VARIANT: Type_ComExeTSR
Found virus-like code resembling a memory resident COM and EXE file infector. The memory resident COM and EXE file infector is usually complex virus that stays resident in memory and hooks some DOS or BIOS interrupts (usually Int 21h Fn 4Bh (exec) DOS interrupt). It infects COM and EXE files being accessed or executed using the hooked interrupt. This type of virus is widely spread. Works in DOS and DOS sessions of Windows. Might fail to stay resident in DOS sessions and DOS 7.0+.
VARIANT: Type_Boot
Found virus-like code resembling a BOOT sector infector. The BOOT sector infector is usually a virus that infects MBRs and/or DOS BOOT records of hard drives and floppy disks. These viruses are almost always memory resident (hook BIOS disk interrupt Int 13h). They gain control on system bootup and infect files and/or boot sectors of hard drives and/or floppy disks being accessed. Boot viruses usually infect hard drives from infected floppy disks being left in floppy drives on system bootup (if diskette drive is set as a first bootable device). There are file viruses that drop boot viruses to hard drive (Messev & Gwar).
VARIANT: Type_Trojan
Found trojan-like code in file or boot record. Trojans are standalone programs/sectors that can perform malicious actions (blocking keyboard, erasing hard drives, sending insulting e-mail, etc.) being executed by a user. Some viruses drop trojan programs or write trojan code to MBR or/and BOOT records (Tchechen). Most of trojans start to act immediately after being run, some of them activate only on certain occasions (date, time, day of week, etc.). They are also called time bombs.
VARIANT: Type_Win32
Found virus-like code resembling a Windows 95/98/NT EXE file infector. The Windows 95/98/NT EXE file infector is usually a Windows-based virus that infects Portable executables (PE EXE files). This type of virus doesn't work in DOS, but can be started from DOS session of Windows. This type of virus is a rather new one, but it is more dangerous as its detection and disinfection under Windows (especially if the virus is a resident one or a shared file is infected) is a complicated task. Some Windows-based viruses are very big, for example DeTroie virus is more than 450 kilobytes long.
VARIANT: Type_Formula
FSAV found a Microsoft Excel sheet that contains a 'CALL' instruction. This is a warning about a potential security vulnerability. Further information about the issue is available from Microsoft: http://www.microsoft.com/technet/security/bulletin/ms98-018.asp
VARIANT: Type_RemoteTemplate
Found a Microsoft Word document that has a reference to a remote template, i.e. one that is not in the local machine. This is a warning about potential security vulnerability. Further information about the issue is available from Microsoft: http://www.microsoft.com/technet/security/bulletin/ms99-002.asp
VARIANT: Type_Script
FSAV found a suspicious fragment from a program written with a scripting language, such as JavaScript or Visual Basic Script.

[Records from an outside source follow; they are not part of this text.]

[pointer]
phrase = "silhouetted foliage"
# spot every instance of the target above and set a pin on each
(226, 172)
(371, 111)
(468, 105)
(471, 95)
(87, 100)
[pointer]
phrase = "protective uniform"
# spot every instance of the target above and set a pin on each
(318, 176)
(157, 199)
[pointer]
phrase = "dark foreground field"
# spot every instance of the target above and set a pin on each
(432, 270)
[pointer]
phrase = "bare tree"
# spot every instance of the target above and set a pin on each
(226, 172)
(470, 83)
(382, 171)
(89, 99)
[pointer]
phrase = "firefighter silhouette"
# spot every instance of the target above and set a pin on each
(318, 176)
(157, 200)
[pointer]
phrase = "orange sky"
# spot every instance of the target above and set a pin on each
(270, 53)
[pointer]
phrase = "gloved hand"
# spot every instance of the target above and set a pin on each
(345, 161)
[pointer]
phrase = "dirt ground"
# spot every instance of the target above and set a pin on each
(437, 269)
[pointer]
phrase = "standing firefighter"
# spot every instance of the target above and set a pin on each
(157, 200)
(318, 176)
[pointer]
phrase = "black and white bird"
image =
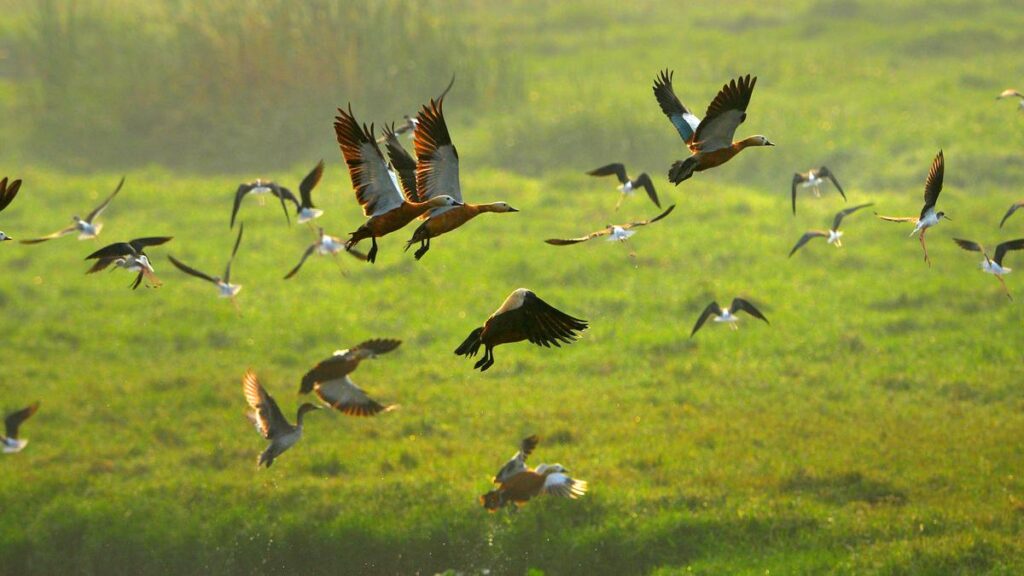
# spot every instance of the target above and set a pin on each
(223, 284)
(129, 255)
(929, 216)
(86, 228)
(834, 235)
(12, 422)
(993, 265)
(615, 233)
(260, 188)
(330, 380)
(268, 420)
(729, 315)
(812, 179)
(628, 186)
(7, 194)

VARIANT: JS.ActiveXComponent
F-Secure Anti-Virus found a HTML page that contains reference to a known vulnerability in Internet Explorer. The vulnerability allows execution of code in the current user context. Further information, including a fix, is available from Microsoft: http://www.microsoft.com/technet/security/bulletin/ms00-075.asp
VARIANT: Gen:Trojan.Heur
F-Secure Internet Security Technology Preview detects Trojans with the prefix of Gen:Trojan.Heur.
• Example: Gen:Trojan.Heur.1121405506
In some cases the heuristic engine can give false alarms.
(An example of a false alarm would be from early March, 2006. Software from www.osmosian.com, The Osmosian Order of Plain English Programmers, resulted in a Heuristic Type_Win32 alert. The software from Osmosian is not malware and a fix for this is included in current F-Secure Anti-Virus updates.)